Re: [DISCUSS] HADOOP-9122 Add power mock library for writing better unit tests

Posted by Eric Yang <ey...@hortonworks.com>.
Mock provides tool chains to run simulation for a piece of code.  It helps to prevent null pointer exception, and reduce unexpected runtime exceptions.  When a piece of code is finished with a well-defined unit test, it provides great insights to see author’s intention and reasoning to write the code.  However, everyone looks at code from a different perspective, and it is often easier to rewrite the code than modifying and update the tests.   The short coming of writing new code, there is always danger of losing existing purpose, workaround buried deep in the code.  On the other hand, if a test program is filling with several pages of initialization code, and override.  It is hard to get context of the test case, and easy to lose the original meaning of the test case.  Hence, there are drawback for using mock or full integration test.

I was in favor of using Powermock in favor of giving user the ability to unit test a class and reduce external interference initially.  However, I quickly come to realization that Hadoop usage of protocol buffer serialization technique and java reflection serialization technique have some difference which prevents powermock to work for certain Hadoop classes.

Hadoop unit tests are written to be bigger than one class, and frequently, a mini-cluster is spawned to test 5-10 lines of code.  Any simple API test will trigger large portion of Hadoop code to be initialized.  Hadoop code base will require too much effort to work with Powermock.  Programs outside of Hadoop can use powermock annotation to prevent mocking Hadoop classes, such as: @powermockignore({"javax.management_", "javax.xml.", "org.w3c.", "org.apache.hadoop._", "com.sun.*"}) .  However, working in Hadoop code base, this technique is not practical because every class in Hadoop prefix with org.apache.hadoop.  It will be heavy upkeep to maintain the list of prefix packages that can not work with powermock reflection.
Hence, I rest my case for re-opening this issue.

Regards,
Eric

From: Steve Loughran <st...@hortonworks.com>
Date: Sunday, October 1, 2017 at 12:36 PM
To: Eric Yang <ey...@hortonworks.com>
Cc: Andrew Wang <an...@cloudera.com>, Chris Douglas <cd...@apache.org>, "common-dev@hadoop.apache.org" <co...@hadoop.apache.org>
Subject: Re: [DISCUSS] HADOOP-9122 Add power mock library for writing better unit tests


On 29 Sep 2017, at 22:46, Eric Yang <ey...@hortonworks.com>> wrote:

Hi Chris and Andrew,

The intend is for new code to have better unit test cases without resort to invocation of miniHDFSCluster or miniYarnCluster.  Existing code don’t require refactoring, if the test cases already have good coverages.  I am currently working on part of YARN to improve YARN and Docker integration.  There are a lot of code getting triggered for UGI, FileSystem object to Yarn job submission.  My code is only responsible to check the logic of the user input, and expected output prior to YarnClient job submission.  Starting a miniCluster for this test case is excessive for the small piece of code for validation.  The submission code was imported from Slider for YARN native services, a single class imports various Hadoop services.  In several failure cases, it is difficult to simulate exact error conditions because the API is several layers deep.  Powermock provides easy way to replace and stubbing return object or throw proper exception to simulate the failure conditions.  One can argue that the code should have been written easier for unit tests, but Hadoop code density is beyond trivial to get simple initialization done.  Constructor suppression, inner class replacement and private method override are good tools from Powermock that can provide more accurate testing without losing sights of multiple stage API calling tests while keeping the test case localized to a small piece of the greater puzzle.  Hence, I like to request the community to rethink the improvement that Powermock can bring to the table.  Thank you for your considation.
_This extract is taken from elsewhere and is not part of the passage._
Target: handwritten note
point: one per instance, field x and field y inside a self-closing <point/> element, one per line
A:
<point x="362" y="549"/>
I don't know enough about powermock to have opinions on the matter. I do know I don't like mocking in general https://www.slideshare.net/steve_l/i-hate-mocking , or at least in the one area where I find it most troublesome: maintaining code


I' just find that mock code tests to be very brittle to changes in the codepaths of the classes called, so whenever you change the implementation, tests fail. And it's not so much "your code has regressed and we correctly caught it"  failure as "the change in order of invocation caused our test to report a regression when it wasn't really" kind of failure. Which is bad, as you waste time working out that this is the cause, then often fix the problems by moving bits of the test around until it stops failing. Which can hide real regressions.
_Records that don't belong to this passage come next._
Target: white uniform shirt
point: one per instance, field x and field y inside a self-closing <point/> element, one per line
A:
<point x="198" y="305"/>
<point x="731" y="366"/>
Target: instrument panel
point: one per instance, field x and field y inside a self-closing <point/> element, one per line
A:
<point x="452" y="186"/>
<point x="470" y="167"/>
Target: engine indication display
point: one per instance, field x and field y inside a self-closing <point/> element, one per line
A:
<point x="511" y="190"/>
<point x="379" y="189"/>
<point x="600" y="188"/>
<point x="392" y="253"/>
Where mocking can be good is in that

1. you can make assertions about how thinga were invoked, though note we've moved in S3A towards actually instrumenting the code and asserting on that. This way our shipping code gets to enjoy better instrumentation. [Note, those assertions can be brittle to changes in implementation too]

2. You can simulate failure better. But for S3Guard/S3A we've gone and implemented an InconsistentS3Client which can be used downstream (it ships in the hadoop-aws JAR) and so can be used downstream.
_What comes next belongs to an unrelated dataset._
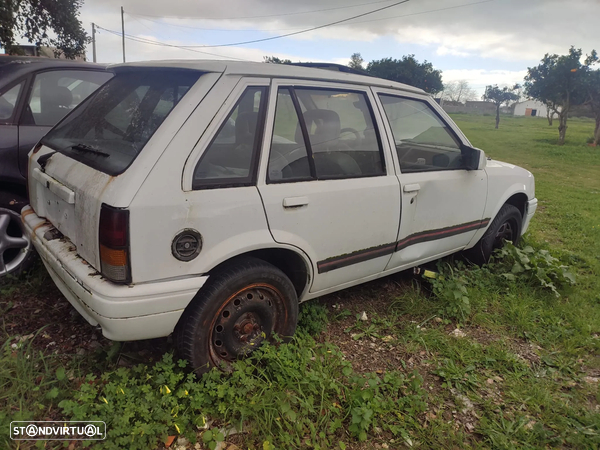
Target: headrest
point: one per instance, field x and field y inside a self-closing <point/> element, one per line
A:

3. You can test things without needing so much support infra (e.g. in unit tests and on jenkins without needing logins, running services)

4. You can have faster tests, because there's no need to set up/tear down things like HDFS

5. You can isolate problems to the code under test, rather than looking at the logs of forked processes collected somewhere under target/

I think Eric's looking @ #4, & 5 which, for tests which need a MiniYARN cluster is significant. If Powermock helps this, I don't see why we should say "don't use it", as long as we are aware of the cost, which is the risk of creating tests which are brittle to changes in the implementation code


FWIW, Mocking is why I couldn't make the init/start/stop methods of org.apache.hadoop.service.AbstractService final; the need to test with mocking can impact production code. Is that bad? Well, we do other things to code to aid testability,...


-Steve



Re: [DISCUSS] HADOOP-9122 Add power mock library for writing better unit tests

Posted by Steve Loughran <st...@hortonworks.com>.
On 29 Sep 2017, at 22:46, Eric Yang <ey...@hortonworks.com>> wrote:

Hi Chris and Andrew,

The intend is for new code to have better unit test cases without resort to invocation of miniHDFSCluster or miniYarnCluster.  Existing code don’t require refactoring, if the test cases already have good coverages.  I am currently working on part of YARN to improve YARN and Docker integration.  There are a lot of code getting triggered for UGI, FileSystem object to Yarn job submission.  My code is only responsible to check the logic of the user input, and expected output prior to YarnClient job submission.  Starting a miniCluster for this test case is excessive for the small piece of code for validation.  The submission code was imported from Slider for YARN native services, a single class imports various Hadoop services.  In several failure cases, it is difficult to simulate exact error conditions because the API is several layers deep.  Powermock provides easy way to replace and stubbing return object or throw proper exception to simulate the failure conditions.  One can argue that the code should have been written easier for unit tests, but Hadoop code density is beyond trivial to get simple initialization done.  Constructor suppression, inner class replacement and private method override are good tools from Powermock that can provide more accurate testing without losing sights of multiple stage API calling tests while keeping the test case localized to a small piece of the greater puzzle.  Hence, I like to request the community to rethink the improvement that Powermock can bring to the table.  Thank you for your considation.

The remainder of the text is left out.